Overall, Korea is positioning itself not just as a manufacturing base but as a strategic technology hub in the Asia-Pacific region.

Why Global Players Are Paying Attention

For global tech firms — including Nvidia, AWS and other major AI infrastructure providers — Korea now offers a rare combination: (1) A stable regulatory and policy environment, (2) An established industrial base with engineering depth, and (3) Rising domestic demand for high-performance computing and AI services.

This aligns with ongoing supply chain shifts and growing concern over geopolitical risk. As the U.S. maintains restrictions on exports to China, Korea becomes a preferred partner for testing and deploying advanced AI infrastructure across the region.

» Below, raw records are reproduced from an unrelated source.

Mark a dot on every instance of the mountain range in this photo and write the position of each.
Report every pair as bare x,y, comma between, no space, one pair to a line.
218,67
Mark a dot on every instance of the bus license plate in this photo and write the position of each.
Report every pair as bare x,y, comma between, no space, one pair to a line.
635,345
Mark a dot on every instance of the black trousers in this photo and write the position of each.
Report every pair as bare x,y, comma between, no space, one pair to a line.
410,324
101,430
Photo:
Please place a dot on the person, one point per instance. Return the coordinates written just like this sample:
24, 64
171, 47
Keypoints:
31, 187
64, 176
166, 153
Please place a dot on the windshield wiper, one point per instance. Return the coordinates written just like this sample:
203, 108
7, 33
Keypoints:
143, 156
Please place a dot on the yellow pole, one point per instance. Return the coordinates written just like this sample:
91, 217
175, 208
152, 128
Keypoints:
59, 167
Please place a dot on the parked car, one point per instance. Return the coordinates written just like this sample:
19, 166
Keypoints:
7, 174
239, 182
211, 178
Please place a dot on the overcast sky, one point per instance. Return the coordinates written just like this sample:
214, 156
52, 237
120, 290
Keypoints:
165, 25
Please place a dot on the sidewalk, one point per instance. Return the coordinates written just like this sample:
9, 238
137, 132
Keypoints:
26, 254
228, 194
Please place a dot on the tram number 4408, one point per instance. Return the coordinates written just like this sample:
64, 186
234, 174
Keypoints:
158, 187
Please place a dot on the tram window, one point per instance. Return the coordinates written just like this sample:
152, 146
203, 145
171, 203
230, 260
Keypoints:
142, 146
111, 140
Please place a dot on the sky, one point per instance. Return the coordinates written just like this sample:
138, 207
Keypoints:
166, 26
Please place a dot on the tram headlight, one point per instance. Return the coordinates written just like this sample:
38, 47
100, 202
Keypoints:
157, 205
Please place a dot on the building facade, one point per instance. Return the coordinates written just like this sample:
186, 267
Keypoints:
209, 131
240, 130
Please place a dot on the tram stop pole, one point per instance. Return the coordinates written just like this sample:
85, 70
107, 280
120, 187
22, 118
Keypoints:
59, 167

Rather than simply being a production base, Korea is shaping itself into a platform market — one that global firms can invest in and also work with to develop new AI applications in mobility, manufacturing, cloud services and industrial automation.

Looking to 2030: what to watch

By around 2030, many of today’s announcements will have moved from PowerPoint to the real economy. For KoreaTechToday’s readers, a few metrics will show whether this investment wave has succeeded:

  • AI and semiconductor share of exports – does Korea increase its share of the global AI hardware and infra market?
  • EV exports and software revenue per vehicle – is Hyundai selling more and earning more per car thanks to software and services?
  • Regional employment and income data – do Ulsan, South Jeolla, Gumi and other regions actually narrow the gap with Seoul?
  • Startup density around new clusters – do we see independent AI, robotics and component startups thriving around the new fabs and data centres?

The deeper question is simple but important:

Is Korea building the infrastructure for the next phase of global tech growth — or setting itself up for another painful down-cycle?

The honest answer is that both outcomes are possible. What is clear is that the choice is being made now, at home, and at a scale that will shape Korea’s tech landscape for at least a decade.